What is a self-directed IRA? If you have invested in alternative assets for years, you may be surprised at how many IRA investors still invest only in traditional assets. Even today, it isn't surprising that millions of retirement investors don't know anything about the Self-Directed IRA.

Essentially, a self-directed IRA (SDIRA) is an individual retirement account. You know this is if you read our previous article: Self-Directed IRA LLC, How Can I Benefit. Some investors consider it the “Do it yourself” retirement account. In other words, self-directing puts you, the IRA holder, in complete control. However, you must choose the option of a self-directed IRA with checkbook control.

There is a second type of self-directed IRAs without checkbook control. This is commonly known as a custodian-consent checkbook IRA. Both IRAs allow you to invest in traditional and alternative asset investments – but there are different rules.

 

What is a Custodian Controlled Self-Directed IRA?

Many financial institutions allow you to make nontraditional investments (for example, alternative assets). However, this is in contrast to traditional financial institutions, like Fidelity and Vanguard, which primarily make commissions and fees from stocks, bonds and mutual funds, etc.

With a custodian controlled self-directed setup, the custodian generates its profits through annual valuation fees and transaction fees. So if you wondered if they charge annual fees, the answer is yes.

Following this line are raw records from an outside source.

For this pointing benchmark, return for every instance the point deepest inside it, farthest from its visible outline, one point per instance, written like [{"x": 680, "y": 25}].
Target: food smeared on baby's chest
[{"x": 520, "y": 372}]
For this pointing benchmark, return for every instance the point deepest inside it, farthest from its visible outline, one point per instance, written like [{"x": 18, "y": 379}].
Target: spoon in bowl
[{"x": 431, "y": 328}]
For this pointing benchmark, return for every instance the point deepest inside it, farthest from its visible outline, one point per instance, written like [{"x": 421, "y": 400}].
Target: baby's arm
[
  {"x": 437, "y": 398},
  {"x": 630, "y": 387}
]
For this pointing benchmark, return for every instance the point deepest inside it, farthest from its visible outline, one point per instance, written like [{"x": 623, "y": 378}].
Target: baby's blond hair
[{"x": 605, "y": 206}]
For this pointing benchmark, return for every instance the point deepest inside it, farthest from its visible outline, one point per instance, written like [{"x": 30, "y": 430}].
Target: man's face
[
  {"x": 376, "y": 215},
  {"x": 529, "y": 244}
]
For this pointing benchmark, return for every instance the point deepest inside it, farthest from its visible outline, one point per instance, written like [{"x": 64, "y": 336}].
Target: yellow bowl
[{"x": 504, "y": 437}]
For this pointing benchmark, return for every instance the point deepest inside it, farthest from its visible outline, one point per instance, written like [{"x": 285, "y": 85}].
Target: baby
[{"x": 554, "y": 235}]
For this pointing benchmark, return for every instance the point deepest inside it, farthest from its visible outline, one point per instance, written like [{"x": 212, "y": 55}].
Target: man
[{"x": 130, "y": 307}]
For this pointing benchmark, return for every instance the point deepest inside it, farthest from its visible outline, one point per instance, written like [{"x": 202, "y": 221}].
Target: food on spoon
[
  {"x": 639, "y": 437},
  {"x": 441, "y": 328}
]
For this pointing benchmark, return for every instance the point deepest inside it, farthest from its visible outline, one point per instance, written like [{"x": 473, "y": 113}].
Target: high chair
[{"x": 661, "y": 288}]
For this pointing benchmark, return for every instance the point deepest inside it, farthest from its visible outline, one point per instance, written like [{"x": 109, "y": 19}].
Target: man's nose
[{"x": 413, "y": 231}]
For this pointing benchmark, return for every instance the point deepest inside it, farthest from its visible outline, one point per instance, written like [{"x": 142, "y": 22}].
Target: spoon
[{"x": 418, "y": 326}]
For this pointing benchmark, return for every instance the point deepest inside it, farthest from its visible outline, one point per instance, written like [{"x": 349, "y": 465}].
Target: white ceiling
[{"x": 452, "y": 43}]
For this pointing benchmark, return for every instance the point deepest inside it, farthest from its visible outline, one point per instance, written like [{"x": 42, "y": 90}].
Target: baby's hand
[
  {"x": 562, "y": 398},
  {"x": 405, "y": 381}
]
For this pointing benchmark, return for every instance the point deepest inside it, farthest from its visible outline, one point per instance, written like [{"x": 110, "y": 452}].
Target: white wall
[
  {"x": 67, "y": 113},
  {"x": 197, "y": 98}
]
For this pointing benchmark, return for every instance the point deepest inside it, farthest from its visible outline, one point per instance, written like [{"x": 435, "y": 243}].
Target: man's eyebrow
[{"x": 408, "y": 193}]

Not only must you consider fees, but this self-directed setup requires custodian consent before you can make a transaction. With this comes long delays as you wait for the custodian to approve your investments. They may even be cases where you don't receive consent on your desired transaction. You must also consider the custodian fees for each of these transactions, which can be steep.

Finally, it’s important to note that the IRA will be in the name of the custodian. As a result, you receive no limited liability protection.

A custodian controlled self-directed IRA is a more appealing option if you make few investments.

 

What is a Self-Directed IRA LLC with Checkbook Control?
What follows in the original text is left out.